I found a clue in a guide for the YPCU 1896 Jersey City, New Jersey meeting. One of the sponsored events was a visit to a new development on Staten Island: Prohibition Park, a wholesome place for non-drinkers to live. Harriman, too, was established in 1898 as prohibition town with a national scope and an eye to honest industry. Universalist grain magnate Ferdinand Schumacher was an investor. So I’d think settlement utopianism was the attraction.

The church is long-gone, but understand that one of its windows survives in the United Methodist church in Winterville, Georgia, near Athens.

UUA cuts; covenant language

Sad news — not an April Fool’s joke — that the Unitarian Universalist Association has laid off ten staff members due to budget shortfalls. As an organization budget hacker, I know that making difficult decisions is, by definition, difficult. Not having the facts, I won’t opine about the cuts except to express my sympathy for those who have lost their jobs, and to those who will have to work harder by their absence.

On the other hand, the news came within a finger-wagging press release from UUA president Peter Morales, which includes,

We rely on the covenant between our member congregations and the Association to enable us to provide the services and support your congregation needs.

When our congregations, for a variety of reasons, do not fully contribute to the Association, we must work to decrease our expenditures while sustaining a high level of support for congregations and individuals.

And so once again, covenant is trotted out as a tool to scold. (When do you ever hear covenant described as a tool for happiness?)

And scold whom? The very congregations who create the UUA. And so if I’m going to give the UUA’s leadership council the benefit of the doubt, so much more will I give it to the hundreds of congregational decision-makers who have their own tough choices.

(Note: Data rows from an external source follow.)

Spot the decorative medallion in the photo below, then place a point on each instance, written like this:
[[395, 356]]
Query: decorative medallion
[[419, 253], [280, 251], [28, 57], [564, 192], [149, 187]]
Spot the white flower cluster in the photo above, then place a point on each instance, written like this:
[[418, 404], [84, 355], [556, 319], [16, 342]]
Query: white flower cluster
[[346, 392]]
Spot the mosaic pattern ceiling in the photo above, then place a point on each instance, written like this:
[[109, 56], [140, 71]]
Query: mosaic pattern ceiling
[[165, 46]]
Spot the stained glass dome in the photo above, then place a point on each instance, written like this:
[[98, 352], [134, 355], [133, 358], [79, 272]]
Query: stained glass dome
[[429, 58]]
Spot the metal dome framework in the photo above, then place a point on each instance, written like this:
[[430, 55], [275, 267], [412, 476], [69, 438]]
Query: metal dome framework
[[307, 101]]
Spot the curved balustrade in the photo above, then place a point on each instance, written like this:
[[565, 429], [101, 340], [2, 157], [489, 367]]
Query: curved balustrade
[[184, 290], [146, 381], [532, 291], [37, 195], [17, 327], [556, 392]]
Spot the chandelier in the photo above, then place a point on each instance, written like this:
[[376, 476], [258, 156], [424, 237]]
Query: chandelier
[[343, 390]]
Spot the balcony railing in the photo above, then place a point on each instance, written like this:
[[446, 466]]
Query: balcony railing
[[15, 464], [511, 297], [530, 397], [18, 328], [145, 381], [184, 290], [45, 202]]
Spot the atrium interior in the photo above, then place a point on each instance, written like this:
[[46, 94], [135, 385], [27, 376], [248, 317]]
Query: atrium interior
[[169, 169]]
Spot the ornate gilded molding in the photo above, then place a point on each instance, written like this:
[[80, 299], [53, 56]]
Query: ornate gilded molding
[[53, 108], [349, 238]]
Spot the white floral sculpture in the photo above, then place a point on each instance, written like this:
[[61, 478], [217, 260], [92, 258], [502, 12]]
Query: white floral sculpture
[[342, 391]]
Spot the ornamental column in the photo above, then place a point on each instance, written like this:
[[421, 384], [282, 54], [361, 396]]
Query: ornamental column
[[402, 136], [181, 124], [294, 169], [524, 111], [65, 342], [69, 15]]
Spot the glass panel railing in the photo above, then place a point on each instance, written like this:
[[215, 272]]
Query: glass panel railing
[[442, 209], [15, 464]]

Theological language will only go so far. The institution of the UUA provides services for its members, though I’m often left wondering if the services provided are worth the money or trouble. There are other avenues for almost eveything the UUA provides, if you’re willing to look. (Ministerial fellowship might be an exception, but the ministerial “oversupply” blunts the power of the guild.) Emotional appeals will only got you so far, and with tight money and a culture that’s more connected, secular and tolerant, they won’t go very far.